Abstract:Segmenting polyps in colonoscopy images is essential for the early identification and diagnosis of colorectal cancer, a significant cause of worldwide cancer deaths. Prior deep learning based models such as Attention based variation, UNet variations and Transformer-derived networks have had notable success in capturing intricate features and complex polyp shapes. In this study, we have introduced the DeepLabv3++ model which is an enhanced version of the DeepLabv3+ architecture. It is designed to improve the precision and robustness of polyp segmentation in colonoscopy images. We have utilized The proposed model incorporates diverse separable convolutional layers and attention mechanisms within the MSPP block, enhancing its capacity to capture multi-scale and directional features. Additionally, the redesigned decoder further transforms the extracted features from the encoder into a more meaningful segmentation map. Our model was evaluated on three public datasets (CVC-ColonDB, CVC-ClinicDB, Kvasir-SEG) achieving Dice coefficient scores of 96.20%, 96.54%, and 96.08%, respectively.

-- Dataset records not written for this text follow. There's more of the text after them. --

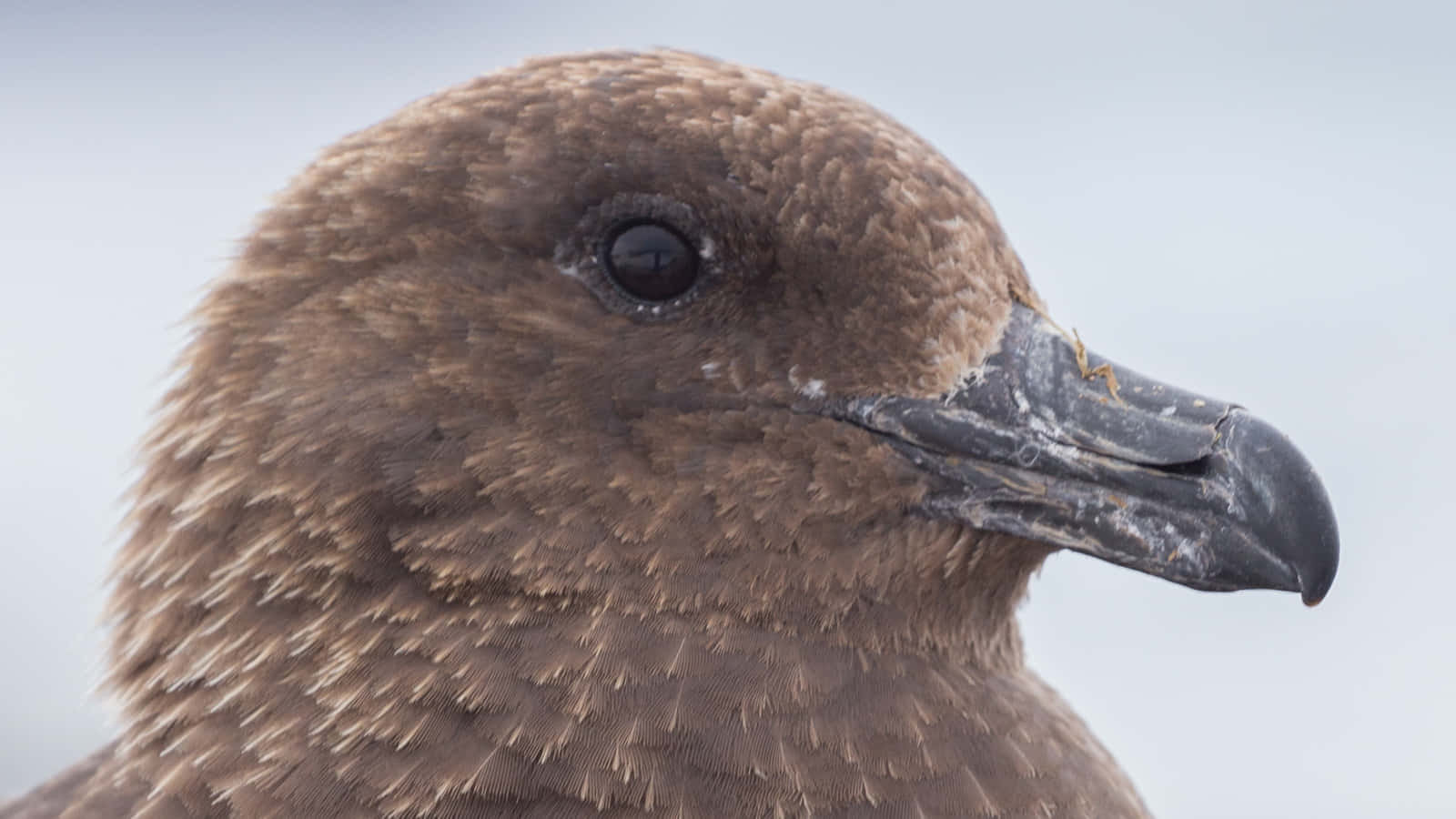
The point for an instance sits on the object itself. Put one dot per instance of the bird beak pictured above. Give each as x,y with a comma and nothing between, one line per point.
1059,446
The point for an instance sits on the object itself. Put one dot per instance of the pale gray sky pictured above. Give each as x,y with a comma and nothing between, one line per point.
1252,200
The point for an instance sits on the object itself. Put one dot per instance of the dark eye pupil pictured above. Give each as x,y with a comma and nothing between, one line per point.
652,261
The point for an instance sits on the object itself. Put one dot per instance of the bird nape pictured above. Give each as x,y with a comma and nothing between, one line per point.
644,435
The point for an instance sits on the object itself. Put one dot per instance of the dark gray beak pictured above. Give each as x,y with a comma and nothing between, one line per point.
1143,475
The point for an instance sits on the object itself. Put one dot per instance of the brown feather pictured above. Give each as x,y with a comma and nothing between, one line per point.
429,530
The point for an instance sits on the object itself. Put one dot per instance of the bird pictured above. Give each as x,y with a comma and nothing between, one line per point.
644,435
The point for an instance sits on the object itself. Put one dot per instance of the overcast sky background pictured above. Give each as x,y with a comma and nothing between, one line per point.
1251,200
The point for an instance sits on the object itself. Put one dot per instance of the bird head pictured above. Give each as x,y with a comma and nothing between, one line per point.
660,337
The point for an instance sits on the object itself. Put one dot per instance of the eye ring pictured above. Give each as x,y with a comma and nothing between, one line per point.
650,261
584,254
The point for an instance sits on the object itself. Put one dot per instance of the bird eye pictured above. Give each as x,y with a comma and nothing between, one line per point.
650,261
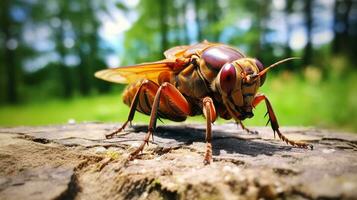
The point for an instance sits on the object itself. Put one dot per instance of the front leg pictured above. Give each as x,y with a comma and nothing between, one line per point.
209,112
274,122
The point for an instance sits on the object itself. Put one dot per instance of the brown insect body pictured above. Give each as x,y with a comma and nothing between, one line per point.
207,78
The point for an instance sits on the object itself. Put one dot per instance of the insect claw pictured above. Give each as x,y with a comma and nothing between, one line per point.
268,123
266,114
160,120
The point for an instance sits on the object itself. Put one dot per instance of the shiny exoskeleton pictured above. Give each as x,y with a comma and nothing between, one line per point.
212,79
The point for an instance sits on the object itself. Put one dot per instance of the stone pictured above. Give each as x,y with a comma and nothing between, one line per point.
76,161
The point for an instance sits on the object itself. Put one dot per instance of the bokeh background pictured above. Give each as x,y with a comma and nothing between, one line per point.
50,49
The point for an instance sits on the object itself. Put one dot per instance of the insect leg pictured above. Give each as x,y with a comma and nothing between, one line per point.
169,93
146,84
247,129
210,115
274,122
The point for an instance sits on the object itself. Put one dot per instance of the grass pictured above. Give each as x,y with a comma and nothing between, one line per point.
297,101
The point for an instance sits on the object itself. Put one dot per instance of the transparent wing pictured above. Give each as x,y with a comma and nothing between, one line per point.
134,73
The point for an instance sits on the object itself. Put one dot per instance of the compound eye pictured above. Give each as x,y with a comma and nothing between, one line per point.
228,78
260,67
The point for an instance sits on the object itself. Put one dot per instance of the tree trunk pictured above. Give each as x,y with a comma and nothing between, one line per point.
9,53
308,52
341,26
163,25
64,71
288,11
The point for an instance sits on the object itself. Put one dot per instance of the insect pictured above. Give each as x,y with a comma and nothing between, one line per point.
212,79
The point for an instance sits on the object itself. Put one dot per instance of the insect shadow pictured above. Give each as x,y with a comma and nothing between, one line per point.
184,135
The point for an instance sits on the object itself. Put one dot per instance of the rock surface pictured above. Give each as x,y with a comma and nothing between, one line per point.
77,162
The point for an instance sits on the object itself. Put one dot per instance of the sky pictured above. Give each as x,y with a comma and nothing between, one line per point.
117,22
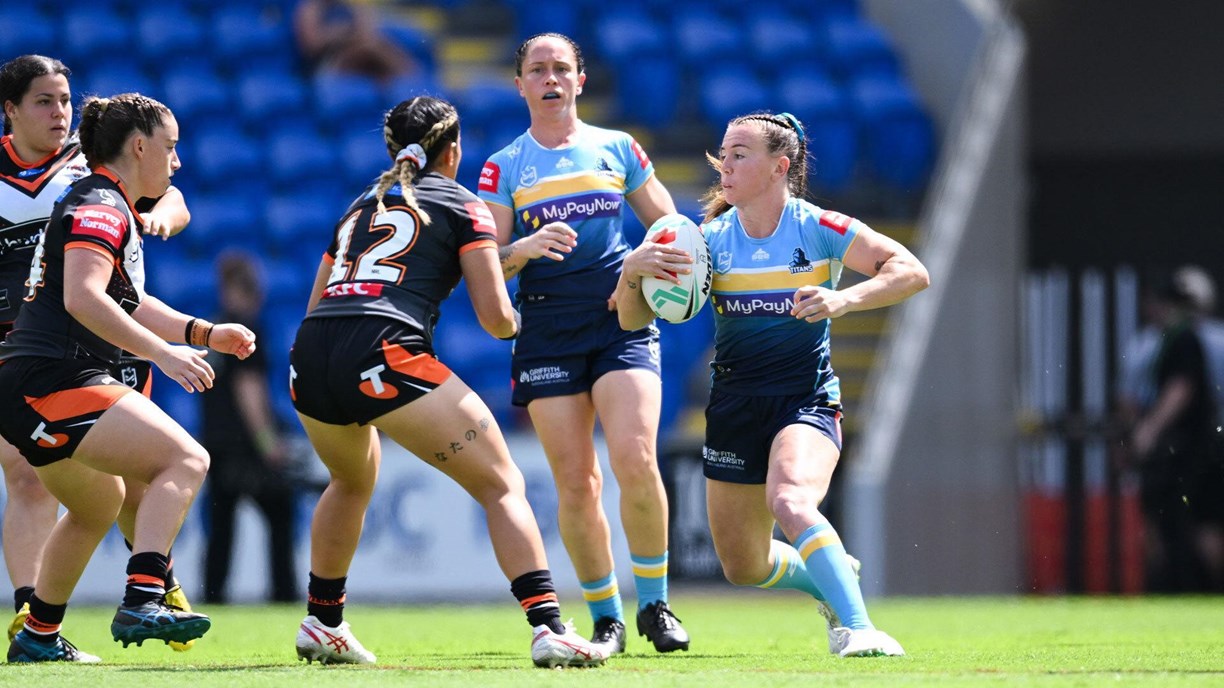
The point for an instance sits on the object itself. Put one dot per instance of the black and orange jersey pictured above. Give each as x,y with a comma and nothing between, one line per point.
27,195
98,216
392,265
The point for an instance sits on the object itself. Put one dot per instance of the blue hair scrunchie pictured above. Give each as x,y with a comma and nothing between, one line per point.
794,124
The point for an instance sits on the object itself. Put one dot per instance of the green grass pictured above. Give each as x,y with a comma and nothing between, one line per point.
739,638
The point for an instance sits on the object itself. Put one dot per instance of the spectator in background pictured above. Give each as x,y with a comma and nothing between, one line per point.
1168,403
340,36
242,438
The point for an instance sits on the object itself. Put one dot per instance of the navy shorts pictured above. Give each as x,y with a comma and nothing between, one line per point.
559,354
48,405
356,369
739,430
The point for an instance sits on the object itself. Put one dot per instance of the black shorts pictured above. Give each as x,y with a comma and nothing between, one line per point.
48,405
135,372
559,354
356,369
739,431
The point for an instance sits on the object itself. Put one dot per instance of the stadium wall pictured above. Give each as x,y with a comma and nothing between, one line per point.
932,496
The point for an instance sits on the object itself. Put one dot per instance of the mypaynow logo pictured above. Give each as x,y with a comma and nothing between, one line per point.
754,305
604,205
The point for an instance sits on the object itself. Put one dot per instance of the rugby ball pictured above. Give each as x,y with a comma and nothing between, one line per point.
678,302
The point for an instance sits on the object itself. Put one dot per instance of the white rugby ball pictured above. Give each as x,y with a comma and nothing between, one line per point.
678,302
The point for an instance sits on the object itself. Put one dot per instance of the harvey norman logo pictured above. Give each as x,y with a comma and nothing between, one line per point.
754,305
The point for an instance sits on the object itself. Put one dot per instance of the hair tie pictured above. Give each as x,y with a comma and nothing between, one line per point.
794,124
413,152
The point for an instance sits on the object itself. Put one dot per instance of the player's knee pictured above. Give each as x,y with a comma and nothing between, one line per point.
579,489
791,501
23,487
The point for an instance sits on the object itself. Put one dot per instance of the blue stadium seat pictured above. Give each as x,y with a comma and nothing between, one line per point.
299,154
858,48
167,31
196,93
730,92
185,283
219,153
779,38
246,34
266,96
539,16
96,33
342,98
300,227
900,136
223,222
495,108
627,33
648,91
362,157
830,126
704,38
23,29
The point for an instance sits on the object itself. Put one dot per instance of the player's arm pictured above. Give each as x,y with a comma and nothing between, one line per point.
651,201
486,288
85,299
168,217
894,274
552,240
321,276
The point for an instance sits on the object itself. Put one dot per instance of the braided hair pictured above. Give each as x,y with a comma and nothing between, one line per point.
783,136
107,123
17,74
415,132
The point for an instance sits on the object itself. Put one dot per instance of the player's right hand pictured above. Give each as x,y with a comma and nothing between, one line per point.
186,366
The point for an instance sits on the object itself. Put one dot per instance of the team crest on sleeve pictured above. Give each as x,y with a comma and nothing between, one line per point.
481,219
835,220
100,222
488,176
641,156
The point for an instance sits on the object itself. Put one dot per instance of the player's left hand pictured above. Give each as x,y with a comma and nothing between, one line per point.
231,338
814,304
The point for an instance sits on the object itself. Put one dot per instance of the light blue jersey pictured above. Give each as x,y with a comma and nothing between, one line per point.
761,349
583,185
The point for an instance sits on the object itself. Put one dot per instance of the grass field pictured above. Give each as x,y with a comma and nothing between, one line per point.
739,638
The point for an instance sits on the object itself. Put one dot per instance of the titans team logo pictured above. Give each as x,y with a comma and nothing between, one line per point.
529,176
799,262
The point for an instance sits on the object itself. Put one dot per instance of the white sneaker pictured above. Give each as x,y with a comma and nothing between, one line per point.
864,643
331,645
831,621
553,650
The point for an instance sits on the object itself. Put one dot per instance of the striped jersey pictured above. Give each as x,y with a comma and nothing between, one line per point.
28,191
583,185
96,214
761,349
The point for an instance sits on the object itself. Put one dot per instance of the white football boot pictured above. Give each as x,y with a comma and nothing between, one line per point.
555,650
331,645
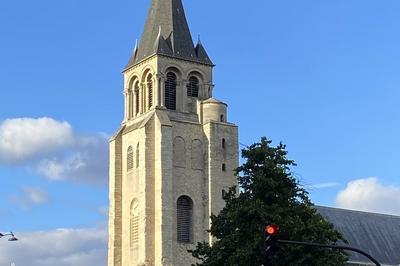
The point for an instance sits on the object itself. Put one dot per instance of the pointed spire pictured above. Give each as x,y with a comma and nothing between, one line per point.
202,54
166,32
161,46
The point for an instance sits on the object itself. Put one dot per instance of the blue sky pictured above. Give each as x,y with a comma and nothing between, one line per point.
321,76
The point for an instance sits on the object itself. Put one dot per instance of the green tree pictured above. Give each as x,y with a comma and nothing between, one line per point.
269,193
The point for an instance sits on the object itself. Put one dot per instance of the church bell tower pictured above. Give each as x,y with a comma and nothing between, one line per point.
175,152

The experimental analysis shows that DeepLabV3++ outperforms several state-of-the-art models in polyp segmentation tasks. Furthermore, compared to the baseline DeepLabV3+ model, our DeepLabV3++ with its MSPP module and redesigned decoder architecture, significantly reduced segmentation errors (e.g., false positives/negatives) across small, medium, and large polyps. This improvement in polyp delineation is crucial for accurate clinical decision-making in colonoscopy.

What problem does this paper attempt to address?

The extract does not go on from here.